Por supuesto, en los cien minutos de metraje hay espacio para el azucaramiento propio de estas historias, si bien concentrado en el preludio y el final, localizados ambos en el observatorio del Empire State neoyorquino. Todo el largo tramo central, sin embargo, es un atrevido, divertido y a veces incluso hilarante embrollo de esencia teatral en el que cuatro personajes se cruzan y desencuentran en el apartamento de Don Gresham (William Holden), apuesto treintañero, soltero y bien situado, que acaba de romper su relación con Cynthia (Dawn Addams), la atractiva hija de su vecino David (David Niven). Debido a la lluvia y a un pequeño percance doméstico, en vez de ir a un restaurante, Don termina por cenar en su casa con la muchacha que acaba de conocer en el Empire State, Patty O’Neill (Maggie McNamara), una joven dulce, ingeniosa, tradicional y temperamental que le ha deslumbrado con su elocuencia, su particular lógica y su espontaneidad. Pero los celos y el resentimiento de Cynthia, sus maniobras para lograr que Don vuelva con ella, y la ambigua y sarcástica relación que Don sigue manteniendo con su padre, complican sus planes. La instantánea inclinación que David siente por Patty termina de multiplicar el conflicto soterrado cuyo epicentro es tratado de manera bastante explícita para la época, y que no es otro que el sexo y las relaciones de pareja. Y es que los acerados y rápidos intercambios verbales entre los personajes, referidos a las relaciones entre hombres y mujeres o a la falta de ellas, son el tema central, y la clave en la que hay que interpretar el acercamiento entre Patty y Don, y también la intromisión de David.

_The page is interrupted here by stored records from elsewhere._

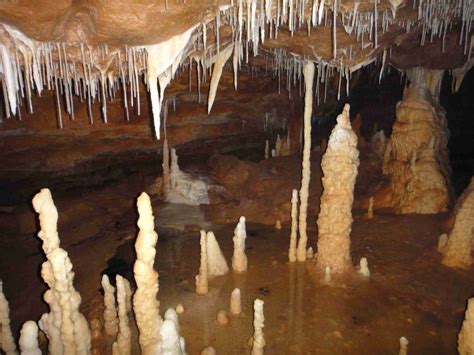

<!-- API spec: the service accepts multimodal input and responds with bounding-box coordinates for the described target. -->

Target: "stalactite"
[207,45,233,114]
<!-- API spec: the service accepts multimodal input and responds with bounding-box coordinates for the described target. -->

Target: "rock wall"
[384,67,452,214]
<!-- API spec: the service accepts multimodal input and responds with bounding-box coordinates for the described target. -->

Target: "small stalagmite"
[230,288,242,315]
[232,216,248,273]
[112,275,131,355]
[19,321,41,355]
[316,104,360,274]
[367,197,374,219]
[275,134,282,156]
[163,308,186,353]
[175,304,185,314]
[0,280,17,355]
[196,230,209,294]
[458,298,474,355]
[275,220,282,230]
[296,61,315,262]
[306,247,314,259]
[265,140,270,159]
[206,231,229,279]
[216,310,229,326]
[288,189,299,262]
[162,138,171,196]
[101,274,118,337]
[439,178,474,269]
[399,336,409,355]
[359,258,370,278]
[251,299,265,355]
[201,346,217,355]
[133,192,162,354]
[32,188,91,354]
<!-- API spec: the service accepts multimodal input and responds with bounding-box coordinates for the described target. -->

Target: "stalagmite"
[296,61,315,262]
[384,68,451,213]
[112,275,131,355]
[196,230,209,294]
[232,216,248,273]
[439,178,474,269]
[288,189,298,262]
[162,138,171,196]
[101,274,118,337]
[32,188,91,354]
[123,278,132,314]
[201,346,217,355]
[0,280,17,355]
[367,197,374,219]
[359,257,370,278]
[230,288,242,315]
[216,310,229,326]
[306,247,314,259]
[275,134,282,156]
[316,104,359,274]
[251,299,265,355]
[163,308,186,354]
[90,319,102,355]
[208,45,234,114]
[459,298,474,355]
[206,231,229,279]
[160,319,183,355]
[275,220,282,229]
[399,336,409,355]
[175,304,185,314]
[133,192,161,354]
[19,321,41,355]
[324,266,332,283]
[265,140,270,159]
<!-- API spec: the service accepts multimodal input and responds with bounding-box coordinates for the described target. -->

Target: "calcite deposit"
[316,104,359,274]
[439,178,474,269]
[384,67,452,214]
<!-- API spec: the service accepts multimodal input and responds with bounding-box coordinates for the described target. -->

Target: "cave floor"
[0,152,472,354]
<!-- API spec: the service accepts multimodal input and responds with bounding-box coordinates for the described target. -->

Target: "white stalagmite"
[163,308,186,353]
[288,189,299,262]
[251,299,265,355]
[123,278,132,314]
[230,288,242,315]
[196,230,209,294]
[162,138,171,196]
[232,216,248,273]
[133,192,162,354]
[459,298,474,355]
[101,274,118,337]
[19,321,41,355]
[0,280,17,355]
[399,336,409,355]
[32,188,91,354]
[316,104,359,274]
[296,61,315,262]
[439,178,474,269]
[160,319,184,355]
[206,231,229,279]
[146,26,195,139]
[359,257,370,278]
[207,45,234,114]
[112,275,131,355]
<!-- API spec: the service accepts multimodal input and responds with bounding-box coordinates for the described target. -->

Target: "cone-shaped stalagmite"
[316,104,359,274]
[0,280,17,355]
[459,298,474,354]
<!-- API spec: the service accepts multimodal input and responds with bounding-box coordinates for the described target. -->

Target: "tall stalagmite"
[384,67,452,213]
[296,61,315,262]
[112,275,132,355]
[316,104,359,274]
[133,192,161,354]
[439,178,474,269]
[101,274,118,337]
[32,188,91,354]
[0,280,17,355]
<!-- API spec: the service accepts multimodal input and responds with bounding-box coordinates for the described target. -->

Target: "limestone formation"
[163,308,186,354]
[288,189,299,262]
[384,67,452,213]
[306,247,314,259]
[206,231,229,279]
[176,304,185,314]
[101,274,118,337]
[251,299,265,355]
[196,230,209,294]
[459,298,474,355]
[265,140,270,159]
[230,288,242,315]
[0,280,17,355]
[367,197,374,219]
[399,336,409,355]
[316,104,359,274]
[296,61,315,262]
[232,216,248,273]
[439,178,474,269]
[216,310,229,326]
[133,192,162,354]
[19,321,41,355]
[112,275,131,355]
[162,138,171,196]
[32,188,91,354]
[201,346,217,355]
[359,258,370,278]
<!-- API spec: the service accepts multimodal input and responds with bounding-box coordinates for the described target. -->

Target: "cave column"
[384,67,452,214]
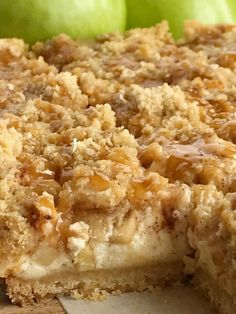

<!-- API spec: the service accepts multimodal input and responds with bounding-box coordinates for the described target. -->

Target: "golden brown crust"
[6,263,184,305]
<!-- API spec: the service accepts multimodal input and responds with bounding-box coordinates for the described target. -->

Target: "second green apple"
[126,0,236,38]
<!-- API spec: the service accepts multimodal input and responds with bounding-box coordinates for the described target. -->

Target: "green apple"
[126,0,236,38]
[0,0,126,43]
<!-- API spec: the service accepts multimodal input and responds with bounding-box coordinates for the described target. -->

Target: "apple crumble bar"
[0,21,236,314]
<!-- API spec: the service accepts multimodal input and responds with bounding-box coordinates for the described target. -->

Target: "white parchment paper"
[59,286,217,314]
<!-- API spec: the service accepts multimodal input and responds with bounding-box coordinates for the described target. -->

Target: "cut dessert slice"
[0,38,191,305]
[188,185,236,314]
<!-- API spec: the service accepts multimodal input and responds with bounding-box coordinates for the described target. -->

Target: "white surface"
[59,286,217,314]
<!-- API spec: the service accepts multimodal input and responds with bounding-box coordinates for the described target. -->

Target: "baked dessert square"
[0,21,236,314]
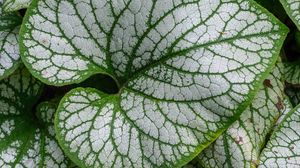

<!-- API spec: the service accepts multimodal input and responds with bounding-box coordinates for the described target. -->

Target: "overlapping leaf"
[258,103,300,167]
[2,0,31,12]
[279,0,300,30]
[0,67,69,167]
[197,63,287,168]
[255,0,288,22]
[20,0,288,167]
[0,0,22,80]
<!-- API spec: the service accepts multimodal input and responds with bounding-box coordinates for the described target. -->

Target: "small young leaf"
[0,0,22,80]
[3,0,31,12]
[0,67,69,167]
[197,63,286,167]
[284,62,300,85]
[279,0,300,30]
[258,103,300,167]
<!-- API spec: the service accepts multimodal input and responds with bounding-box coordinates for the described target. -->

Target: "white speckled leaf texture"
[197,63,287,168]
[279,0,300,30]
[258,103,300,168]
[0,67,69,167]
[19,0,288,167]
[0,0,22,80]
[2,0,31,12]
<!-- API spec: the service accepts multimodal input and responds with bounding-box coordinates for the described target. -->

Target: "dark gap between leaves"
[30,73,119,119]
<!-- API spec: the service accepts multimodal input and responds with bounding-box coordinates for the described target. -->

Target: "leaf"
[19,0,288,167]
[197,62,286,168]
[258,103,300,167]
[284,62,300,85]
[279,0,300,30]
[0,67,69,167]
[0,0,22,80]
[3,0,31,12]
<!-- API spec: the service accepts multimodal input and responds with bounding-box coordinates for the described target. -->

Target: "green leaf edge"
[44,0,290,167]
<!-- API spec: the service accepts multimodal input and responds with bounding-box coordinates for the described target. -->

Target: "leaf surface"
[19,0,288,167]
[0,0,22,80]
[197,63,287,168]
[0,67,69,167]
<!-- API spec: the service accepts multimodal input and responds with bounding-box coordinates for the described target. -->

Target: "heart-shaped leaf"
[2,0,31,12]
[197,62,287,167]
[20,0,288,167]
[279,0,300,30]
[258,103,300,167]
[0,0,22,80]
[0,67,69,167]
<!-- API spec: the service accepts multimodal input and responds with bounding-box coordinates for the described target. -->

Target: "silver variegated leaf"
[20,0,288,167]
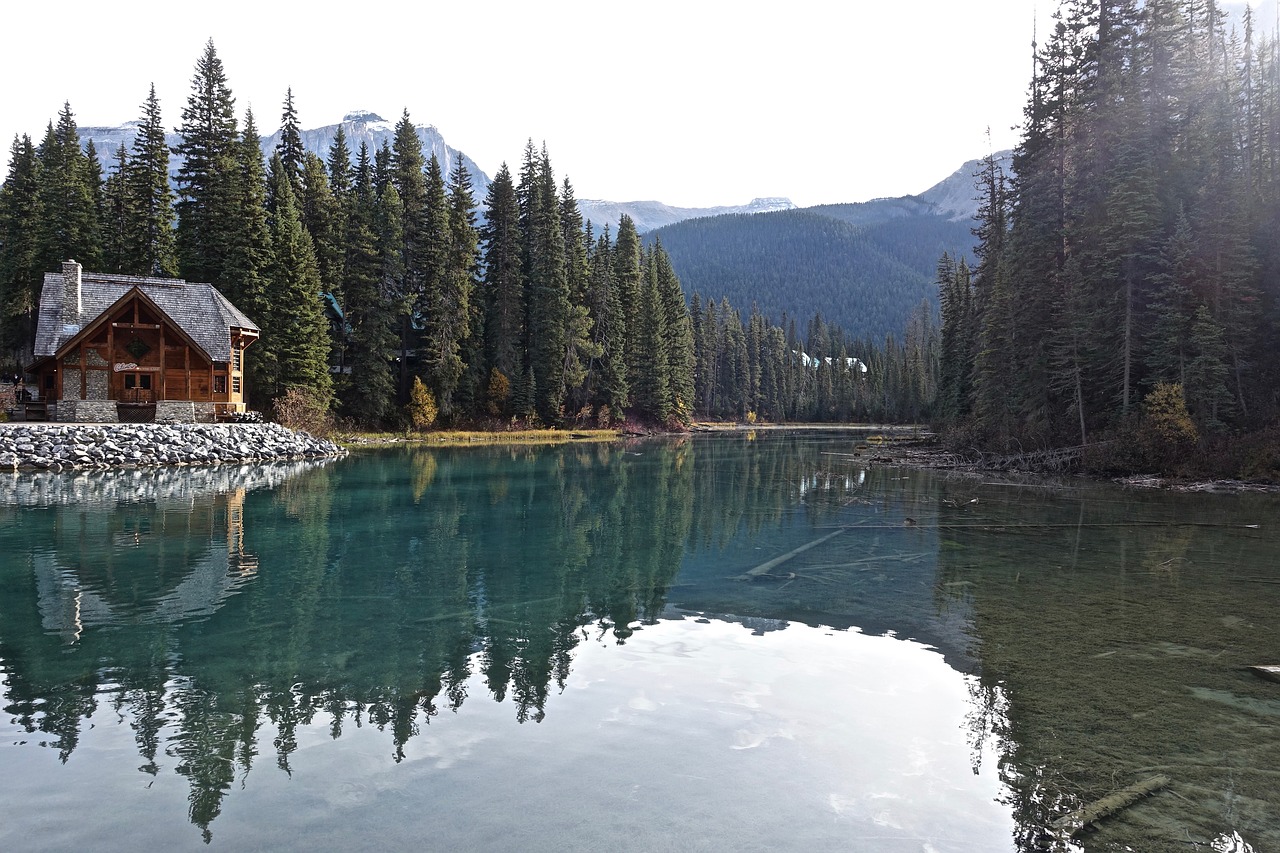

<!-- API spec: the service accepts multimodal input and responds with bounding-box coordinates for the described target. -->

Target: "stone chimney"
[62,259,82,319]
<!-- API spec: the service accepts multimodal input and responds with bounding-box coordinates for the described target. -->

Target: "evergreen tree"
[614,214,643,403]
[0,134,43,360]
[259,151,332,405]
[224,109,273,341]
[174,39,239,288]
[299,153,341,296]
[340,142,398,425]
[101,145,131,274]
[524,147,570,422]
[124,84,178,277]
[479,163,524,409]
[585,226,627,420]
[653,241,694,424]
[418,154,461,415]
[275,87,305,201]
[36,104,102,273]
[326,124,353,203]
[389,111,426,400]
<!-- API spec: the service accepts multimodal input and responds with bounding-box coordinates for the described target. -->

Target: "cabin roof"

Valiente y moderna para tratarse de una comedia sentimental de mediados de los años cincuenta, inusualmente capaz de bordear el filo de la censura para hablar abiertamente de sexo con palabras amables y blancas pero absolutamente elocuentes, certeras y demoledoras, la película manifiesta unas equívocas raíces teatrales. Limitada a unos escenarios muy concretos (la azotea del Empire State, rodeada de niebla y recreada en estudio; las diversas estancias de los apartamentos de Don y de David, y las zonas comunes de vestíbulos, escaleras y ascensor) por donde los personajes pululan en su agotador trasiego nocturno, la importancia del argumento, los diálogos y las interpretaciones sobre su traslación a lenguaje puramente cinematográfico invitan a pensar en la adaptación literaria a partir del teatro, cuando en realidad se trata de un guión original escrito directamente para la pantalla por F. Hugh Herbert. Continuar leyendo «Amigos y vecinos: La luna es azul (The moon is blue, Otto Preminger, 1953)»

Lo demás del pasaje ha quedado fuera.